熱を感じる皮膚がやや鈍感になっている老猫は、ホットカーペットでいつの間にか低温やけどしているという事例があります。じわじわとやけどの症状が進行し、猫本人も気づきにくいので、お留守番中家族の目がないところでホットカーペットを使うのはちょっと心配かもしれません。

普段人間の家族がいる間に使う際も、ペット用ホットカーペットの上にタオルを敷いて使うなど、肌に直接当たる部分があまり熱くなりすぎない様にするなど気を付けておいた方が賢明です。

また、根拠が不明確ですが、ホットカーペットの電磁波の影響を気にする方もいらっしゃるようです。

猫のお留守番中のエアコン・冷暖房使用時の注意点

その他にも、猫のお留守番時にエアコン・冷暖房器具を使用する際の注意点があるのでまとめました。

猫が冷暖房器具のリモコンを操作する!

人間が不在にしている間の猫のお留守番中、リモコンをテーブルの上や床などに置いておくと、猫が上に乗って操作をしてしまうことがあります。

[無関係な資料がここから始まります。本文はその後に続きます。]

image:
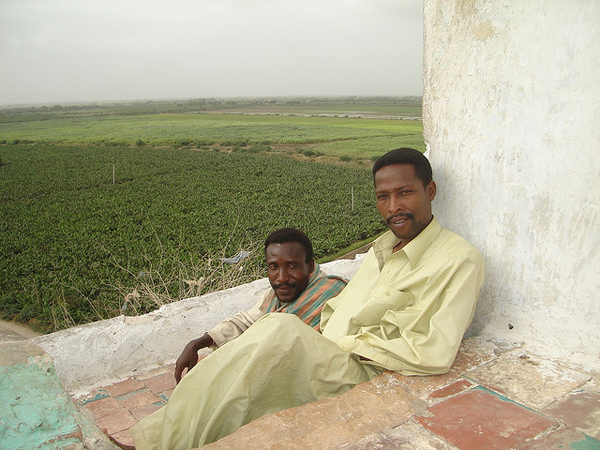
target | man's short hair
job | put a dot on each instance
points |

夏場に、冷房を入れていたはずが切ってしまったり、暖房にしてしまったり・・・と思わぬ操作を行ってしまう可能性もありますので、エアコンのリモコンは壁にかける、立てかけておくなど猫がイタズラしないように工夫しておきましょう。

時々お留守番から帰って来るとテレビがついていた・・・ということもありますので、もしかしたら猫が自分の意思でリモコンを操作しているという可能性も否めませんが、エアコンは猫のお留守番の快適さに関わるので猫の意思でも設定を勝手に変えれない様に気を付けましょう。

エアコン・暖房器具をずっとつけておく時の電気代

お留守番中エアコンをずっとつけっぱなしにしておくと、電気代が高くなって心配という声も聞きます。
エアコンの性能にもよりますが、最近のエアコンは省エネで一日つけっぱなししていても、電気代は1日約300円~600円程度の電気代であることが多いようです。

消費電力×使用時間で大体の消費電力を調べることができますし、エアコンの消費電力は室外機に書いてあることが多いので気になる方はチェックしてみてはいかがでしょうか?
その他オイルヒーターなどの暖房機器の消費電力も本体のどこかに明記されているはずです。

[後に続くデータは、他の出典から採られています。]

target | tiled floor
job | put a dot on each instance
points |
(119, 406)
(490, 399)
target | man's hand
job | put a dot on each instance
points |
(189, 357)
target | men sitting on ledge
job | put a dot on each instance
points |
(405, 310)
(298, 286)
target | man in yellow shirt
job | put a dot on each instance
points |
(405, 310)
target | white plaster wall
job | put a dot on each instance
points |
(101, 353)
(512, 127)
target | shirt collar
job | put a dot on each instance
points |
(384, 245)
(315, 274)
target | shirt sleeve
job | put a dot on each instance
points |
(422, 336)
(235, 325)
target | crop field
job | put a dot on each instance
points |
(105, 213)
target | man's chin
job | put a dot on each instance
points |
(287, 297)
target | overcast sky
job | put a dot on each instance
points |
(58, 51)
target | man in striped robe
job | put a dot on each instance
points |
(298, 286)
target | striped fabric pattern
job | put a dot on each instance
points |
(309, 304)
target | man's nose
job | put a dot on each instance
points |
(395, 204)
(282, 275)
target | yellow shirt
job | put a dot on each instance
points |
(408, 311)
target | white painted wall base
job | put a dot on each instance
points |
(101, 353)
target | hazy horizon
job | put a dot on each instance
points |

それでも一日エアコンつけっぱなしは心配・・・と言う場合はタイマー設定などを利用して、特に暑い時間帯・寒い時間帯だけ使用するというご家族もたくさんいらっしゃいます。

以上、猫をお留守番させる際のエアコン・冷暖房器具についてまとめました。
お留守番中、他のご家族やペットシッターさんが猫のお世話に入る場合などは、お世話の際にエアコンなどの冷暖房器具の設定、室温などを確認して調整してもらえるようにお願いしておくこともおすすめです。